Энджел покачал головой.
– Иногда мне жаль, что Брайан не закончил дело… Очнулся я четверть часа спустя в разгромленной гостиной. Я лежал на кушетке, а надо мной склонился гвардейский капитан, один из людей Джона. Он и его солдаты искали меня, чтобы передать поручение от Мальборо, и подоспели как раз вовремя, чтобы спугнуть Брайана с дружками. Вовремя для меня, но слишком поздно для Валентайн… Я не мог говорить, однако капитан все понял без слов. Они увезли меня оттуда в мой собственный дом, пресекая попытки остаться рядом с мертвой Валентайн; на следующее утро я заставил себя встать и направился к отцу. Я был полон решимости рассказать герцогу, что произошло, и потребовать справедливости. Мой брат убил мою любимую и едва не задушил меня – неужели это останется безнаказанным?! Приехав в Девери-Хаус, я поднялся к отцу; его секретарь сообщил мне, что герцог плохо себя чувствует. Я все-таки вошел. Отец лежал на кровати и выглядел потерянным и бледным. Прежде чем я попытался что-то произнести – я надеялся, что голос хоть немного будет мне повиноваться, а если нет, я все напишу от руки, – герцог начал кричать на меня тонким и жалким голосом. Он кричал, что Брайан все рассказал ему про меня, что я недостоин называться его сыном и не должен больше показываться ему на глаза. Что он так и знал: я пойду по кривой дорожке. Что он оказывает мне неслыханную честь, не отдавая меня в руки правосудия. Я так и не понял, в чем Брайан обвинил меня, и узнал лишь сегодня, от Либурга. Мой старший братец, оказывается, свалил вину за смерть Валентайн на меня, представив все так, будто я был пьян и прикончил девушку, а затем попросил защиты у могущественного Мальборо… Тогда я не стал ничего спрашивать у отца, развернулся и ушел. Мною владело лишь одно желание: застрелиться.
– Он не понимал, что говорит… – прошептала Лаис.

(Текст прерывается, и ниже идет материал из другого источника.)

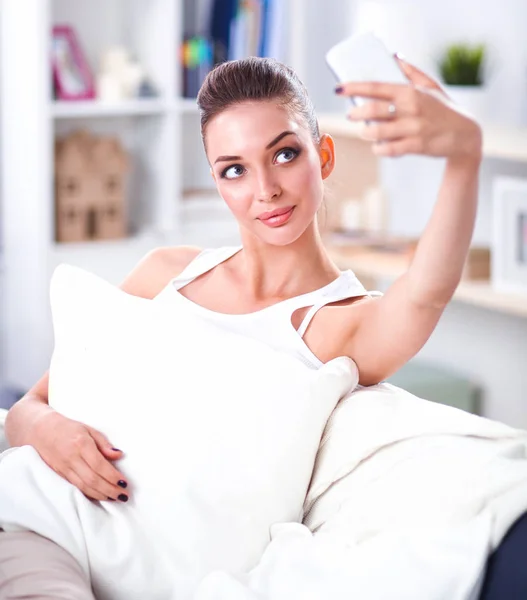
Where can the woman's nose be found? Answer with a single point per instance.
(268, 188)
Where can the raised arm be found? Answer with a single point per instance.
(389, 331)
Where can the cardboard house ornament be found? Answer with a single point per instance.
(90, 188)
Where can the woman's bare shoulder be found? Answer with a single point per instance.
(153, 272)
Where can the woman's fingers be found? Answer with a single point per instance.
(90, 482)
(104, 446)
(416, 76)
(80, 481)
(391, 130)
(103, 473)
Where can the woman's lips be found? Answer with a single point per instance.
(277, 217)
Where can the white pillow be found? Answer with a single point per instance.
(219, 431)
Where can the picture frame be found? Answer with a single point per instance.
(509, 236)
(72, 76)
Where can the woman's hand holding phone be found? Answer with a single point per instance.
(416, 118)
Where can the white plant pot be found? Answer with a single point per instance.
(472, 99)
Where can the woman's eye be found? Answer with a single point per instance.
(286, 155)
(233, 172)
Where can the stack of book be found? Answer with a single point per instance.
(230, 30)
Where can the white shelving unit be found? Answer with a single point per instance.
(172, 197)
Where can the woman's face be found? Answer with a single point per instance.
(268, 169)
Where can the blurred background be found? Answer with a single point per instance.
(101, 161)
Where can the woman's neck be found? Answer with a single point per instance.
(279, 272)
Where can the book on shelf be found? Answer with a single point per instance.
(230, 30)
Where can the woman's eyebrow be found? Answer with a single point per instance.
(278, 138)
(229, 158)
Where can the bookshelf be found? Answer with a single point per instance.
(172, 197)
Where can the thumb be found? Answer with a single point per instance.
(416, 76)
(104, 446)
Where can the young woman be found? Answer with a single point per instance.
(269, 162)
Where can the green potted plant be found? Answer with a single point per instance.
(462, 70)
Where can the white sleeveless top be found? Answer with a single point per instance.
(272, 324)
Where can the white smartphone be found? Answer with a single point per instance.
(364, 57)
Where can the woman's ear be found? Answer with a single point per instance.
(327, 155)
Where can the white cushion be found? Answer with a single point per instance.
(219, 431)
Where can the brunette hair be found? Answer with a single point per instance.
(254, 79)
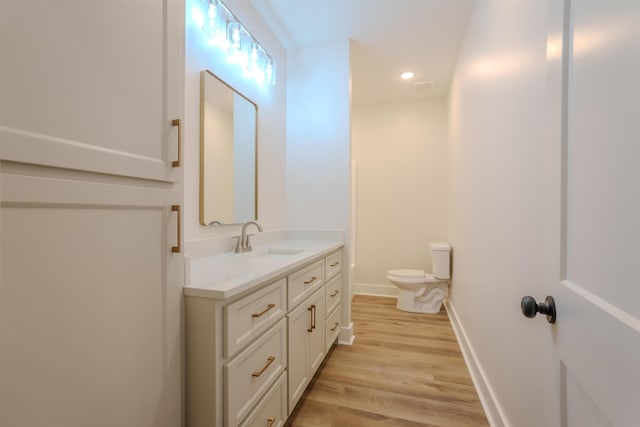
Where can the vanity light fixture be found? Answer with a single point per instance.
(407, 75)
(224, 30)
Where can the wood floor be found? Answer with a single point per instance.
(404, 369)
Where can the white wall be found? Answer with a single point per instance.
(271, 101)
(318, 136)
(497, 113)
(402, 169)
(319, 147)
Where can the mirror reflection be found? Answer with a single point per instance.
(228, 161)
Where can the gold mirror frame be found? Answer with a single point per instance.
(228, 153)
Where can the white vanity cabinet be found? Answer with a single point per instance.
(92, 278)
(333, 297)
(250, 356)
(306, 344)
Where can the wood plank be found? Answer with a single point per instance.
(404, 369)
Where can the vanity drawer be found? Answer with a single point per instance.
(304, 282)
(252, 372)
(272, 409)
(333, 293)
(248, 317)
(332, 327)
(333, 264)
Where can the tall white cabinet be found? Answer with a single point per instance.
(91, 95)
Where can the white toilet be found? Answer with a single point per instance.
(420, 292)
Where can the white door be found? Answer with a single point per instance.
(90, 277)
(594, 213)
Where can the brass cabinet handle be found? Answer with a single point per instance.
(270, 360)
(269, 307)
(178, 163)
(177, 249)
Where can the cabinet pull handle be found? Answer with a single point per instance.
(270, 360)
(313, 325)
(178, 163)
(269, 307)
(177, 249)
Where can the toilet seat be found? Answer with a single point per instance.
(412, 276)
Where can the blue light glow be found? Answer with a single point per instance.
(222, 29)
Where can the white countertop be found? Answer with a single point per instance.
(224, 275)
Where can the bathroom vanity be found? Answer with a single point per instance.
(258, 326)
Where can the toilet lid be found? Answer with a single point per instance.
(408, 273)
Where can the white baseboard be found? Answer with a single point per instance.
(346, 336)
(492, 409)
(374, 289)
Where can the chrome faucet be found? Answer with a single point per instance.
(244, 242)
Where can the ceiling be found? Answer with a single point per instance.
(388, 37)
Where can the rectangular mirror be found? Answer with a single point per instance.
(228, 159)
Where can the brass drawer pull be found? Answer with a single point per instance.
(177, 249)
(270, 360)
(269, 307)
(313, 325)
(178, 163)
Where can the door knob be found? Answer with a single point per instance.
(530, 308)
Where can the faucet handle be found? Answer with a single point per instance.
(247, 243)
(239, 245)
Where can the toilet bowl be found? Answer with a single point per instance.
(420, 292)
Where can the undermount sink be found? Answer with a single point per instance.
(275, 253)
(283, 251)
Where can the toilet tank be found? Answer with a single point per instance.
(441, 260)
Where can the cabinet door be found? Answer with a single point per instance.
(300, 321)
(306, 344)
(90, 297)
(316, 338)
(93, 85)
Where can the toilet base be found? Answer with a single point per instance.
(417, 302)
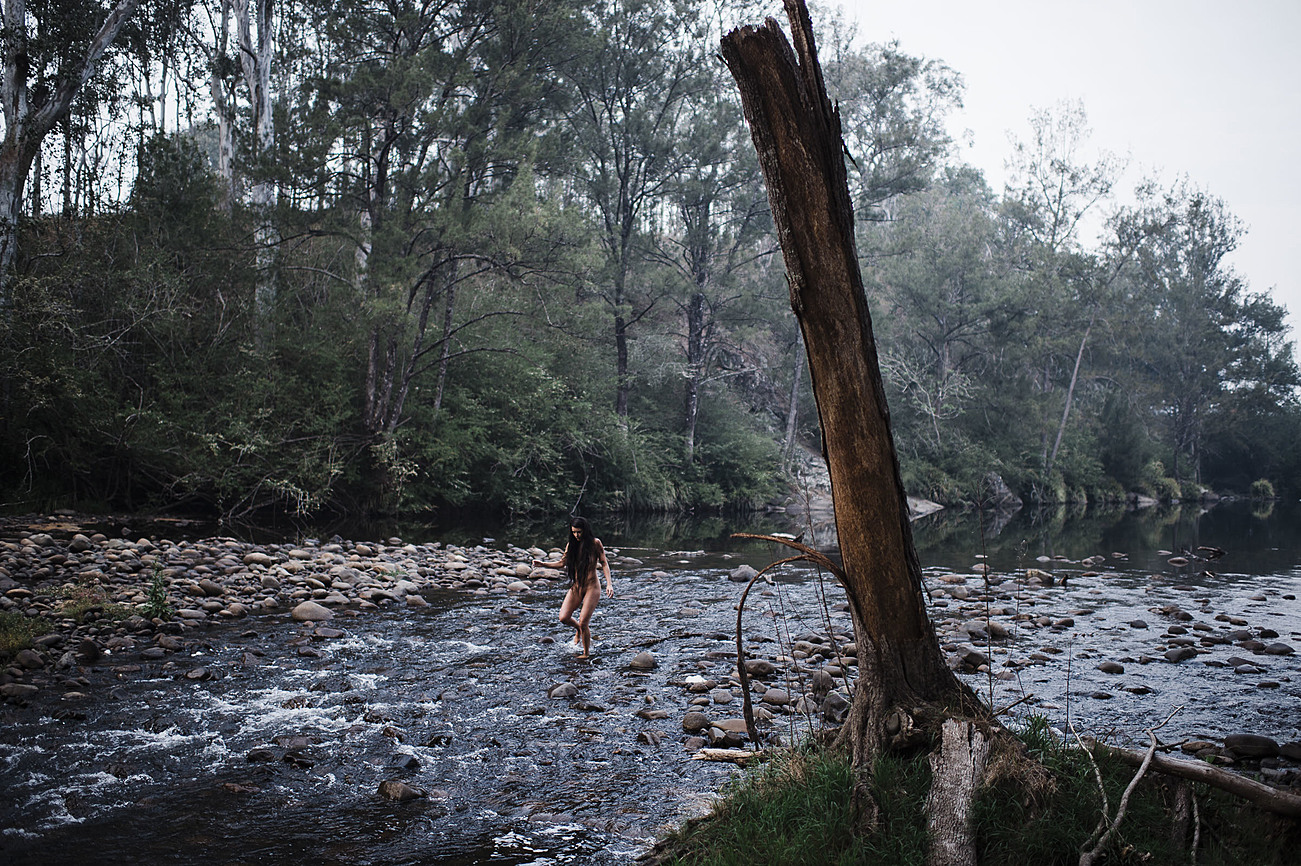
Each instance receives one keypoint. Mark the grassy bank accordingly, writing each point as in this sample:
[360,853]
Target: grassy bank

– О нет, он прекрасно понимал, – возразил Энджел. – Всю жизнь отец считал Брайана гением, а меня – никчемным вертопрахом, и он не мог ошибиться. Ведь ошибка означала бы, что всю жизнь нужно перечеркнуть. Я считал герцога сильным человеком, а он им не был. Во всяком случае, не настолько, чтобы принять правду.
– И что же вы сделали?
– Я бы застрелился, – буднично сообщил Энджел. – Но у порога Девери-Хауса меня поджидал экипаж графа Лангбэйна. Он и Либург вцепились в меня, будто гончие в зайца, и поклялись глаз с меня не спускать в ближайшее время. Я даже не мог им возразить. Мы давно дружили, они так же связаны с Мальборо, как и я… Дальше потянулась череда дней. Я устроил похороны Валентайн, а друзья позаботились о том, чтобы до поры до времени замять эту историю. Никаких свидетелей преступления Брайана, лишь мои слова… Кто бы поверил? Кто бы на моем месте решился убить больного отца словами о том, что его старший сын, на которого возложено столько надежд, – чудовище? Все это сочли бы интригой Мальборо против своих политических противников: если тень падет на Брайана, она падет и на Харли. Я не мог убить брата, потому что не способен на такое злодейство, – чем я тогда буду лучше его?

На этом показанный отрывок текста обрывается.